Those persons who were once innocent sentimentalists but found themselves nearly destroyed by the sentimental fascists and torturing dominators of the world can resort to a rhetoric of obscenity, rotting remains and bitter despair which have their own aesthetic.  When I praised a friend's poetry in an online poetry forum for being "stripped and burned," girls rose up to condemn me for not saying "nice" things because they believed that poetry was a safe and rosy place for sentimentality.  Hallmark again.  But if you google "Innocent nubile girls", at the top of the list will be Pornhub.  The thrill is in the access to and the supposed corruption of innocence, the dark dimension of sentimentality.
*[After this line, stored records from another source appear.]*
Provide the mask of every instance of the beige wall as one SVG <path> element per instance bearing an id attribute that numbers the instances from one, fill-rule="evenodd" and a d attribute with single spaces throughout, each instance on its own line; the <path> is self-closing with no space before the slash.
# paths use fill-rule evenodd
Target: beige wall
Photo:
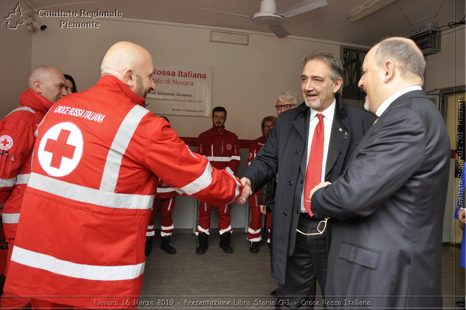
<path id="1" fill-rule="evenodd" d="M 9 0 L 2 1 L 0 16 L 6 16 L 5 12 L 16 3 Z M 253 139 L 260 134 L 259 124 L 262 118 L 276 115 L 274 95 L 291 90 L 301 96 L 301 61 L 304 56 L 311 50 L 338 55 L 341 45 L 348 46 L 296 37 L 279 40 L 267 33 L 238 29 L 249 35 L 249 45 L 237 45 L 209 42 L 211 30 L 234 29 L 129 19 L 102 20 L 98 29 L 60 29 L 55 26 L 60 19 L 37 19 L 49 26 L 45 31 L 32 34 L 25 28 L 11 30 L 4 25 L 0 30 L 0 93 L 3 99 L 0 117 L 16 106 L 20 92 L 27 88 L 32 69 L 42 65 L 58 68 L 73 76 L 77 89 L 82 91 L 98 80 L 101 59 L 109 47 L 118 41 L 130 41 L 148 49 L 155 63 L 173 62 L 212 66 L 212 106 L 221 105 L 226 108 L 226 125 L 228 130 L 240 139 Z M 89 21 L 74 20 L 79 21 Z M 466 84 L 464 37 L 464 27 L 444 33 L 442 51 L 427 58 L 426 90 Z M 197 137 L 212 126 L 208 117 L 167 116 L 181 136 Z M 247 150 L 241 151 L 240 176 L 247 166 Z M 192 226 L 194 216 L 192 200 L 188 200 L 191 199 L 180 199 L 182 205 L 179 208 L 187 209 L 174 213 L 175 222 L 178 223 L 177 228 Z M 233 207 L 232 226 L 244 226 L 245 212 L 244 206 Z M 212 216 L 212 227 L 216 226 L 215 216 Z"/>
<path id="2" fill-rule="evenodd" d="M 5 16 L 14 9 L 17 0 L 0 1 L 0 119 L 18 106 L 20 94 L 27 88 L 31 74 L 32 35 L 25 27 L 11 29 L 7 27 Z M 21 3 L 22 5 L 22 3 Z"/>
<path id="3" fill-rule="evenodd" d="M 466 85 L 465 38 L 464 26 L 442 32 L 442 51 L 427 57 L 426 91 Z"/>
<path id="4" fill-rule="evenodd" d="M 44 24 L 58 22 L 57 19 L 50 18 L 38 20 Z M 240 139 L 253 139 L 261 134 L 262 119 L 276 115 L 273 106 L 275 94 L 288 89 L 301 93 L 301 60 L 307 53 L 313 50 L 340 53 L 338 42 L 279 40 L 268 34 L 250 32 L 249 45 L 239 45 L 210 42 L 212 28 L 125 20 L 103 20 L 98 29 L 49 27 L 43 33 L 35 34 L 32 65 L 51 63 L 72 75 L 79 91 L 95 84 L 101 58 L 112 44 L 121 41 L 145 47 L 154 63 L 160 61 L 211 65 L 213 68 L 212 107 L 225 107 L 226 128 Z M 51 44 L 55 43 L 57 37 L 61 45 L 58 55 L 50 52 Z M 197 137 L 212 126 L 210 117 L 167 117 L 181 136 Z"/>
Yesterday's blog post included two books, "The Apology" which is dynamically reviewed at https://www.theguardian.com/books/2019/jun/12/the-apology-eve-ensler-review  and "Lolita".  Both books speak of their actions through the imaginations of the authors.  Can we trust them?  Can we trust ourselves as authors to read and remember them accurately?  So many men speak of Lolita wistfully, not at all mindful of her abuse, just thinking maybe they could make her love them.  Make. 

Maybe I'm noticing too much, but it seems to me that many plots in vids recently have focused on fathers and daughters.  A theme is Iphigenia, the daughter in Greek mythology who is sacrificed for her father so that ships may sail.  https://www.theguardian.com/books/2019/jun/12/the-apology-eve-ensler-review  How do we sort true sentiment from sentimentality in a world where we have no time?  When is sacrificing a daughter ever a true way of saving a wife or a male cohort or a father's success?

The sentimental tactic is a social box, dictating how to behave.  When sentimentality is captured by advertising and money-making, the result is going into debt for weddings worth tens of thousands of dollars or taking dying children to Disneyland instead of really listening to them.  Bringing flowers and chocolates after a quarrel.  The greater community finds it's good for business to promote gifts instead of real emotions, which can't be bought and sold.  Traditional kitsch replaces reality,  When I was clergy, I sometimes told brides who insisted on too much fancy stuff to have a big coming-out party and then, weeks later when the excitement died down, come back for a quiet exchange of vows.  It made them angry.

Denying sentimentality can be what is lately called a "trigger," meaning that it releases a flood of emotion that hasn't been dealt with.  It works in the short term, but the truest reality we can summon up will save our sanity and possibly our "souls."